U.S.Pergocrema: troppi marchi
il Popolo Cannibale rivaluta l’acquisto
e chiede chiarezza sulle registrazioni

Il Popolo Cannibale rivaluta l’acquisto del marchio U.S. Pergocrema 1932. Il Comitato lo annuncia a tifosi e città, specificando che la scelta non nasce da un ripensamento quanto dal fatto che, in concreto, non vi sia un marchio da rilevare.

I PERCHE’ DEL COMITATO

Si legge dal comunicato: “Essendo stati “scottati” dalla scarsa informazione ricevuta in occasione della vendita all’incanto dei beni materiali del fallimento Pergocrema, nelle scorse settimane ci siamo attivati per ottenere ogni informazione utile alla partecipazione alla procedura ad evidenza pubblica per la vendita del marchio della Società U.S. Pergocrema 1932”.

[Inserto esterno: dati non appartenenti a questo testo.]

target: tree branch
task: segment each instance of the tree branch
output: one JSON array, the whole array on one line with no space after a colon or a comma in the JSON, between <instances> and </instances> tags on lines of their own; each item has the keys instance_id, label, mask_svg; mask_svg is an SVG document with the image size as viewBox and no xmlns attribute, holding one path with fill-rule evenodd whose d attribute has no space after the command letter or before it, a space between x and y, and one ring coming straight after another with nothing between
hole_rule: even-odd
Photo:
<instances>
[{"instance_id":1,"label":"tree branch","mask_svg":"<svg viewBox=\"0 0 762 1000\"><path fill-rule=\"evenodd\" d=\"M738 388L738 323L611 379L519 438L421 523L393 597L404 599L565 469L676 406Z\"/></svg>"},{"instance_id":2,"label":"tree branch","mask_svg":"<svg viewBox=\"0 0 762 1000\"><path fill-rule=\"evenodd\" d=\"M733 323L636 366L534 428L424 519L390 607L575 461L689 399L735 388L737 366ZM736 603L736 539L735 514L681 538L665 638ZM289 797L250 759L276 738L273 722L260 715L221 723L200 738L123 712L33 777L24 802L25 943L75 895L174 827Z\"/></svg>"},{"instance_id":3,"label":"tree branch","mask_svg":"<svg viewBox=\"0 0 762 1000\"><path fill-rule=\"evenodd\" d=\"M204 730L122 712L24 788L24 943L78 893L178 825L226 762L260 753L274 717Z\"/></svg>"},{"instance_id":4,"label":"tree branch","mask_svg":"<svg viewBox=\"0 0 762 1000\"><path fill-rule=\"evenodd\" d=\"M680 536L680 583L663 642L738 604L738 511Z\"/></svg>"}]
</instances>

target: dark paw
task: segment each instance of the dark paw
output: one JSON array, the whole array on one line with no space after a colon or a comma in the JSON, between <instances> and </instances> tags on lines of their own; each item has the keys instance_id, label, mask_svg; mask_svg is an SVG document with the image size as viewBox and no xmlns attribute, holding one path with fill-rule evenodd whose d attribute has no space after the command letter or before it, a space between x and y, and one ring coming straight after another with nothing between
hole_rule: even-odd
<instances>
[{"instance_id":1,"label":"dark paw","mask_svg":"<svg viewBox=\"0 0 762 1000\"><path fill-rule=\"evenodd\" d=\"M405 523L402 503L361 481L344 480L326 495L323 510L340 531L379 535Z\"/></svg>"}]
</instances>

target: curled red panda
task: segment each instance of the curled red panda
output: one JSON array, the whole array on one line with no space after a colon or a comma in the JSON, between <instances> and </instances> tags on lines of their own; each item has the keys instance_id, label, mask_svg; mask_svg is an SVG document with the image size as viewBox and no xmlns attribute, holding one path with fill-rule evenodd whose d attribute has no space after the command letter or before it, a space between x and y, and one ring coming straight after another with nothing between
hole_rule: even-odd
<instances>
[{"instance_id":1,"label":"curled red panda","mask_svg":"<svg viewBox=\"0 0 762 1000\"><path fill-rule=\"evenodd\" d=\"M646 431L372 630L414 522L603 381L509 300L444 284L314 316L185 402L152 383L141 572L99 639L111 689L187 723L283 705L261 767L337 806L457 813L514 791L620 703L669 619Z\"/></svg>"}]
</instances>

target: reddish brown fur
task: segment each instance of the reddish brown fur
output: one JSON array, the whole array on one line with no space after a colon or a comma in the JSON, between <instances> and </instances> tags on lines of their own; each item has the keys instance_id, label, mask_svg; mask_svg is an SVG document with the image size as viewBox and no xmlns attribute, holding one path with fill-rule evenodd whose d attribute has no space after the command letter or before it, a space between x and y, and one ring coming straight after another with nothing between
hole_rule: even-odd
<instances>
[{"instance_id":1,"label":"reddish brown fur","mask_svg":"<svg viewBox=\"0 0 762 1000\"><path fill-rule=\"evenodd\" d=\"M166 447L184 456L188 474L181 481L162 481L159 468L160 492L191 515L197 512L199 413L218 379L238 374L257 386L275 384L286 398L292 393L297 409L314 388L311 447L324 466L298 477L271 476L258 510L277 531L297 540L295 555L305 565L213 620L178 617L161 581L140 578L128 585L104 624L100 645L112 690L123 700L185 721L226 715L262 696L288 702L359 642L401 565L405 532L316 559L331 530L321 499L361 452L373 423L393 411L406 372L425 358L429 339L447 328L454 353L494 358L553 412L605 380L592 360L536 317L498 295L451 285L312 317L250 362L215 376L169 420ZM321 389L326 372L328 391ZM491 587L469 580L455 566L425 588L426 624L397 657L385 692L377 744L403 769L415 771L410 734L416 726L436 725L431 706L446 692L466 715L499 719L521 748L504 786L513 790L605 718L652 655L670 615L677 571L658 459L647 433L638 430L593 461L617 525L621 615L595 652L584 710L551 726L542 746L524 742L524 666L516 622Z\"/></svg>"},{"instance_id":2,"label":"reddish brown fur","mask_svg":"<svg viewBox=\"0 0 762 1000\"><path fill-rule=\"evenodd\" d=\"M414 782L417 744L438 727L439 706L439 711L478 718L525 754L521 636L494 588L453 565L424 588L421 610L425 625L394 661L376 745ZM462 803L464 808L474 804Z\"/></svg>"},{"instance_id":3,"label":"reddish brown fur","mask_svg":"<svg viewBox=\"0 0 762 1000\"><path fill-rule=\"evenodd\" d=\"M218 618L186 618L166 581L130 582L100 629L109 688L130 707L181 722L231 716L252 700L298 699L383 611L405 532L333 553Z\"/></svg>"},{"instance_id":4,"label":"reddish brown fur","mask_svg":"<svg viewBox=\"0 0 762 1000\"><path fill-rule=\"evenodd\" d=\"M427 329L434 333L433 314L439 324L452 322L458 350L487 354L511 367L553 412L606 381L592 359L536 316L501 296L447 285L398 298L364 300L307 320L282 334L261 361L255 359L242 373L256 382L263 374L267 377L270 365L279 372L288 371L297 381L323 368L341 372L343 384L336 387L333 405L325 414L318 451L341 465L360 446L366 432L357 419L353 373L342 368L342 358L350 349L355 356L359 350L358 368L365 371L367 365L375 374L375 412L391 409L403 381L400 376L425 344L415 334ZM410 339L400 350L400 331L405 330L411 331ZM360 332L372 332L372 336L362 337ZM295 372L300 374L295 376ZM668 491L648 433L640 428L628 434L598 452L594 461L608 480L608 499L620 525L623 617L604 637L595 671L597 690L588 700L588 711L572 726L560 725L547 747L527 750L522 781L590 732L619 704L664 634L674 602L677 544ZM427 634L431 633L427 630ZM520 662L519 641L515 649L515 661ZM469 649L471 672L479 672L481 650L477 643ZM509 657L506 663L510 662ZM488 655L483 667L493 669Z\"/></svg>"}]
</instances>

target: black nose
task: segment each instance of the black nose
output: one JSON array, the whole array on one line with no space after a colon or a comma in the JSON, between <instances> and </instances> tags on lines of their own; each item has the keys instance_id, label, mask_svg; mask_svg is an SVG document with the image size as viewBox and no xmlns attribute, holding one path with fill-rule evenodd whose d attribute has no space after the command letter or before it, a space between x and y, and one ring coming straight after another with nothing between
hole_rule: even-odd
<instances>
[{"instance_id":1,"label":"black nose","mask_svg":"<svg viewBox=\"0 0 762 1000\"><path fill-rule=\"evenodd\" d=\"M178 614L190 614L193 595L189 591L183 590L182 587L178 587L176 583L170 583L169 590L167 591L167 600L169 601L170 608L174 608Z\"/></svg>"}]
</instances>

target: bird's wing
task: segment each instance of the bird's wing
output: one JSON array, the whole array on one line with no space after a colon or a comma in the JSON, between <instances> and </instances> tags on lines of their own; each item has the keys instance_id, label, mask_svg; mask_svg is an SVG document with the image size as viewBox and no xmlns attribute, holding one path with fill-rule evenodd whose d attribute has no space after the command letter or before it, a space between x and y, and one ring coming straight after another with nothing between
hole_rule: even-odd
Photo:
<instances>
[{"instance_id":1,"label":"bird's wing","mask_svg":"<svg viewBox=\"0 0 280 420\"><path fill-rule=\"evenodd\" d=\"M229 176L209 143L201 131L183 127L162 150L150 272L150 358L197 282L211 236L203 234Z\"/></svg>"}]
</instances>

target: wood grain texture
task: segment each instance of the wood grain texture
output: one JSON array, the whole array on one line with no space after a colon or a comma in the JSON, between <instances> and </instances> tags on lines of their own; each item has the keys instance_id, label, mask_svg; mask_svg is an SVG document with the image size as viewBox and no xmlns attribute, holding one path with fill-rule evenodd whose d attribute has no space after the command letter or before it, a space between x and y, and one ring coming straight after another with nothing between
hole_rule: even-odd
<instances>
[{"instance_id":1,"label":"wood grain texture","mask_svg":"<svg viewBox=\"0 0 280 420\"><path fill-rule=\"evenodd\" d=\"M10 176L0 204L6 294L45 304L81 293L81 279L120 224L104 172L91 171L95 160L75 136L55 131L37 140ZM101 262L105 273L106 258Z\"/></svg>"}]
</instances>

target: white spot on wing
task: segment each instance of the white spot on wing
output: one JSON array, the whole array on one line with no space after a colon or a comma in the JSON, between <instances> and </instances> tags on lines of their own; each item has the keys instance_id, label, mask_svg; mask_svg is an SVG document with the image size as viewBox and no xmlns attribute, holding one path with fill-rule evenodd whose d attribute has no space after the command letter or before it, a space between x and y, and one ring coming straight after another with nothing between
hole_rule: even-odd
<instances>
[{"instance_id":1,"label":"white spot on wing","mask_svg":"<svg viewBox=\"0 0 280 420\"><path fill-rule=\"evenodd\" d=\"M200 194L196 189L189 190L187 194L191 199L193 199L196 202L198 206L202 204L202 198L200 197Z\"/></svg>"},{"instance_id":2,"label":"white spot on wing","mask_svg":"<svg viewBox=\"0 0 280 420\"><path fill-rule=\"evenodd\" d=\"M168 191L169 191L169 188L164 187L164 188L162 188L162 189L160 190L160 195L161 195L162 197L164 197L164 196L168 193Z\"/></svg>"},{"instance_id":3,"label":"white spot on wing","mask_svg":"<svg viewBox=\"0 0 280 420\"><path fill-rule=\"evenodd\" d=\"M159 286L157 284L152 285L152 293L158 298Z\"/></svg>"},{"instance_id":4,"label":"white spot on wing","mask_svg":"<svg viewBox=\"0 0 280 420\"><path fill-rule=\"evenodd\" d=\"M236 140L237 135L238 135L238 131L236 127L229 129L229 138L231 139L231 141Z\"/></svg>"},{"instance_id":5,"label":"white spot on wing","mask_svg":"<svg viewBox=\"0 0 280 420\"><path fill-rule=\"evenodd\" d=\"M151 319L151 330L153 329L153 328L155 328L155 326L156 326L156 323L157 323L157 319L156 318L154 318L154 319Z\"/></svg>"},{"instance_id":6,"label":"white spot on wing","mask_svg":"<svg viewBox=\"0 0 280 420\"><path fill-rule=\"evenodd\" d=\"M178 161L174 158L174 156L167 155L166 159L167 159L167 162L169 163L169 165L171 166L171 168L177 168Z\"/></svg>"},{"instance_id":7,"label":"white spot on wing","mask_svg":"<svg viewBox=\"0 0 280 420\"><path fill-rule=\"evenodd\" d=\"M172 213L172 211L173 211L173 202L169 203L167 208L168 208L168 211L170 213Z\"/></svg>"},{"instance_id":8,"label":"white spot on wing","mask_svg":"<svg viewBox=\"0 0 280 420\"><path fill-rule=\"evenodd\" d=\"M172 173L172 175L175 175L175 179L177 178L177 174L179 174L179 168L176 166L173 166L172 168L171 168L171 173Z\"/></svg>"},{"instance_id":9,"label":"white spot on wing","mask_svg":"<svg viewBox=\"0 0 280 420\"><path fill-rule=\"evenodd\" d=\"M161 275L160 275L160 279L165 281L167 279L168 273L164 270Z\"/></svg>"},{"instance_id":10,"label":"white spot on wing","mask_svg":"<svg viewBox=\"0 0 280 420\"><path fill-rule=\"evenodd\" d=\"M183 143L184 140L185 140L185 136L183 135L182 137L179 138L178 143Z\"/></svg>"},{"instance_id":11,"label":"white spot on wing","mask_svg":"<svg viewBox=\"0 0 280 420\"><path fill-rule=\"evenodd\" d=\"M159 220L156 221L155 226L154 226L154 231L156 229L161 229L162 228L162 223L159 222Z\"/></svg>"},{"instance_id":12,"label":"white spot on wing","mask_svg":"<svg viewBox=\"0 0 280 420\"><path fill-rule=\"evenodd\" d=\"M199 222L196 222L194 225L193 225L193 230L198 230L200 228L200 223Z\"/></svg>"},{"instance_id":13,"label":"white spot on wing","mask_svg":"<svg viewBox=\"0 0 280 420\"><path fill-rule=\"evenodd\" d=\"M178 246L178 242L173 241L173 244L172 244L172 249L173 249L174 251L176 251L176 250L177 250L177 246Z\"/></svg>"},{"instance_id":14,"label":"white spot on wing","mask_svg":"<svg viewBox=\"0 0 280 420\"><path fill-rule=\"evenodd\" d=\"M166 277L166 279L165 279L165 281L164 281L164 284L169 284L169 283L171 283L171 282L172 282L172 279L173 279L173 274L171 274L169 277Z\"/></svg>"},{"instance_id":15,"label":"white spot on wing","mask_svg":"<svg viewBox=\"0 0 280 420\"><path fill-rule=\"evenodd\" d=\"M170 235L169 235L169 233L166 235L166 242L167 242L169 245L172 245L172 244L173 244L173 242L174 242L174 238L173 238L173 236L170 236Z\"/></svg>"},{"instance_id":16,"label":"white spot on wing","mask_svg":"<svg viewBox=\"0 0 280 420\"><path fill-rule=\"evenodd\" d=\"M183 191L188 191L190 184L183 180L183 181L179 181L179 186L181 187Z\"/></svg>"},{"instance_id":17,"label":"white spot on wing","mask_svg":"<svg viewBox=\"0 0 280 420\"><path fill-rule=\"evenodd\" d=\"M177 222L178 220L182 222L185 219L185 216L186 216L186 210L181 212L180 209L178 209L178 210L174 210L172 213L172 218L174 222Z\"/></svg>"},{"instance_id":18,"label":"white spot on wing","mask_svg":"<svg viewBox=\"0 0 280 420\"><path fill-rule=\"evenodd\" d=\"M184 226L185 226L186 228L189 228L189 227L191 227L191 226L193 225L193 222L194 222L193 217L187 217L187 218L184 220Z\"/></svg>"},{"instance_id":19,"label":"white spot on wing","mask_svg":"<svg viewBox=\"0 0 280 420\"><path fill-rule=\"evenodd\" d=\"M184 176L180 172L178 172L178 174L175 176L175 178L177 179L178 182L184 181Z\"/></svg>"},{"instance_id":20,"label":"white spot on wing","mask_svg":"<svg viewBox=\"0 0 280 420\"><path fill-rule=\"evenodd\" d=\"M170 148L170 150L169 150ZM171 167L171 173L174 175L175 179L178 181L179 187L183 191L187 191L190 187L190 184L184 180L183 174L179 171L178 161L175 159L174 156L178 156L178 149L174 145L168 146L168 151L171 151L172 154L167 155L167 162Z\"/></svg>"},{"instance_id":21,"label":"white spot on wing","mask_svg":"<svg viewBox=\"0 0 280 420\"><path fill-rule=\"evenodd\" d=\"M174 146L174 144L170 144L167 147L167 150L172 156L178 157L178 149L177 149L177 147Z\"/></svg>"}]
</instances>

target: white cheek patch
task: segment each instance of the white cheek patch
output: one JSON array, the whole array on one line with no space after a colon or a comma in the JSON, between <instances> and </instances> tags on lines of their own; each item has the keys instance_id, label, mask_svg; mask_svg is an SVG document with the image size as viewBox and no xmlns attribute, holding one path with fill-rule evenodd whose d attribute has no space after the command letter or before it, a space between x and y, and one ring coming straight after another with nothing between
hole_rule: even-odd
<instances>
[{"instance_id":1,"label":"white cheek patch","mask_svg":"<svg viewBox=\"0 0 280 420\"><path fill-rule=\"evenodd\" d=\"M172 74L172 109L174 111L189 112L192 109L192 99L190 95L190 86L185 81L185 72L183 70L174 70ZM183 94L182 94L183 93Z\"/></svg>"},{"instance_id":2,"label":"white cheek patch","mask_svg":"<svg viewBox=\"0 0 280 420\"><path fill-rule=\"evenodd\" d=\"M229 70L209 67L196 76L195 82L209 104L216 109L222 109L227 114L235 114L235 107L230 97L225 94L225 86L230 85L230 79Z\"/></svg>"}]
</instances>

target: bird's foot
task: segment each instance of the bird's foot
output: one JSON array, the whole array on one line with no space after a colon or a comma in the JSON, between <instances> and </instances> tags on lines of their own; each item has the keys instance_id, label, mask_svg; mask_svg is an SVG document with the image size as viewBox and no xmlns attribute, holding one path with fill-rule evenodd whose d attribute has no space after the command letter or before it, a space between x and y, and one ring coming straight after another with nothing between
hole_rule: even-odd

QUATTRO MARCHI PER UNA SOCIETA’

La raccolta d’informazioni è passata anche dal sito internet del Ministero dello Sviluppo Economico, dove si legge che il 31 gennaio 2011 Mario Macalli ha presentato domanda di registrazione del marchio della società, richiesta accolta il 13 aprile seguente; quasi in contemporanea, il 15 febbraio 2011, Macalli ha presentato domanda di registrazione del marchio U.S. Pergolettese e U.S. Pergolettese 1932, accolta il 29 aprile 2011 com diverso numero d’immatricolazione. Da ciiò risulta quindi che dal 2011 in poi Macalli è il solo proprietario dei tre marchi citati, una sovrapposizione che genera non poche perplessità: “Ipotizzando infatti che il marchio venga messo all’asta – spiega il Popolo Cannibale – E che, con un grande sforzo economico, si riesca a rilevarlo, noi saremmo i proprietari del marchio U.S. Pergocrema 1932, mentre il Sig. Macalli lo sarebbe del marchio U.S. Pergocrema; ci troveremmo nell’imbarazzante situazione di poter avere 2 squadre iscritte ai campionati FIGC aventi una denominazione pressoché identica”. Stesso ragionamento per il doppio marchio “Pergolettese, uno dei quali concesso recentemente all’A.S.Pizzighettone che affronterà la stagione sportiva 2012/2013 con tale denominazione.

LE PERPLESSITA’ DEL POPOLO CANNIBALE

La scelta del comitato verte ancora una volta a favore dell’azionariato popolare all’interno del Pergocrema, intenzione che verrà messa in atto solo dopo aver ottenuto qualche risposta: “Per quale motivo nel gennaio 2011 il Sig. Mario Macalli ha sentito l’esigenza di registrare ben 4 marchi riconducibili all’Unione Sportiva Pergocrema ?”

Il Comitato ricorda che in quel periodo la proprietà della Società era in mano al Sig. Manolo Bucci e nulla lasciava prevedere una fine drammatica, tant’è che il Club ha proseguito la sua attività per un altro anno e mezzo fino al 30 giugno 2012.

Altra perplessità sulla registrazione di ben quattro marchi riconducibili al Pergocrema, mossa che avrebbe garantito un “monopolio” in grado di precludere altre forme di rifondazione gialloblu.

Il Popolo Cannibale chiede infine come si possa conciliare il ruolo di presidente della Lega Pro con quello di proprietario dei marchi riconducibili a un club iscritto, svelando un interesse economico considerato inopportuno.